Ümmehâtü’l-mü’minînin,“Müminlerin anneleri” demektir.

Bu tabir, “Peygamber müminlere kendi canlarından daha yakındır, onun hanımları ise müminlerin anneleridir” âyetine dayanmaktadır (el-Ahzâb 33/6). Ümmehâtü’l-mü’minîn yanında “ezvâc-ı tâhirât” tabiri de kullanılır. 

  • Ümmehâtü’l-mü’minîne has hükümler söz konusudur.

Kur’ân-ı Kerîm’de onların diğer kadınlardan farklı olduğu belirtilerek (el-Ahzâb 33/32) bu konumlarına uygun biçimde davranmaları emredilmiş, günahlarına ve sevaplarına iki kat karşılık verileceği bildirilmiştir (el-Ahzâb 33/30-31). Ayrıca vakarlarını muhafaza etmeleri, gerekmedikçe sokağa çıkmamaları, Câhiliye dönemindeki kadınlar gibi sokakta serbest hareket etmemeleri istenmiştir. Bütün mümin kadınlara olduğu gibi onlara da örtünme emredildikten başka yabancı erkeklere hiç görünmemeleri gerektiği bildirilmiştir. “Tahyîr” âyetiyle (el-Ahzâb 33/28-29) dünya hayatının nimetleri ve Hz. Peygamber arasında bir tercih yapmaları istenmiş, neticede hepsi onun yanında kalmayı tercih etmiştir. Resûl-i Ekrem’in hanımlarının evlerine izinsiz girilmesi yasaklanmış, kendilerine ancak perde arkasından soru sorulmasına izin verilmiştir (el-Ahzâb 33/53).

Resûlullah’ın eşlerinin özellikle dinin tebliğinde ve müslüman kadınların eğitiminde büyük hizmetleri olmuştur.

Aile içindeki özel hayat ve kadınlara mahsus durumlarla ilgili sünnetlerin çoğu Hz. Peygamber’in hanımları vasıtasıyla ümmete intikal etmiştir. Yaş, huy ve mizaç, kabiliyet ve kültür yönünden birbirinden farklı kadınların aynı çatı altında bir araya gelmesi çeşitli ailevî hadiselerin doğmasına yol açmış, böylece zengin bir sünnet birikiminin ortaya çıkmasına zemin hazırlamıştır. Birden fazla hanımının bulunması Resûl-i Ekrem hakkında daha geniş bilgi edinme imkânı sağlamış, bunların farklı tarihlerde vefat etmesi aile hayatıyla ilgili sünnetlerin aktarma süresinin uzamasına imkân vermiştir.

  • Ümmehâtü’l-mü’minînin her biri kendine mahsus faziletlerle öne çıkmıştır.

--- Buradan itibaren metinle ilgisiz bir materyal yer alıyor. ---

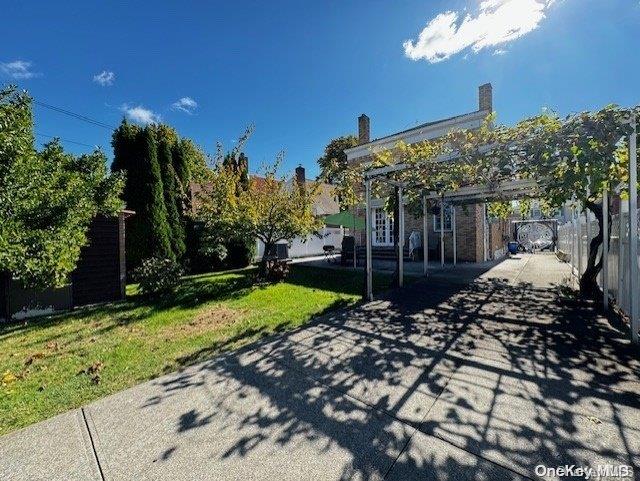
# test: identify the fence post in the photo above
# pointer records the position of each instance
(401, 237)
(442, 232)
(579, 232)
(621, 268)
(453, 233)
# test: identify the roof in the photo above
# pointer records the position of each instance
(425, 131)
(324, 203)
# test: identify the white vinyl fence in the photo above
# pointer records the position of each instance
(573, 241)
(312, 245)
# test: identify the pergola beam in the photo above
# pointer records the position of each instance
(390, 169)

Resûl-i Ekrem’in hanımları onun vefatından sonra da sağlığında ikamet ettikleri hücrelerinde yaşamışlardır. Mescid-i Nebevî’ye bitişik olan bu basit ve sade hücreler, Emevî Halifesi Velîd b. Abdülmelik tarafından Mescid-i Nebevî’nin genişletilmesi için 87 (706) veya 88 (707) yılında yıktırılmıştır.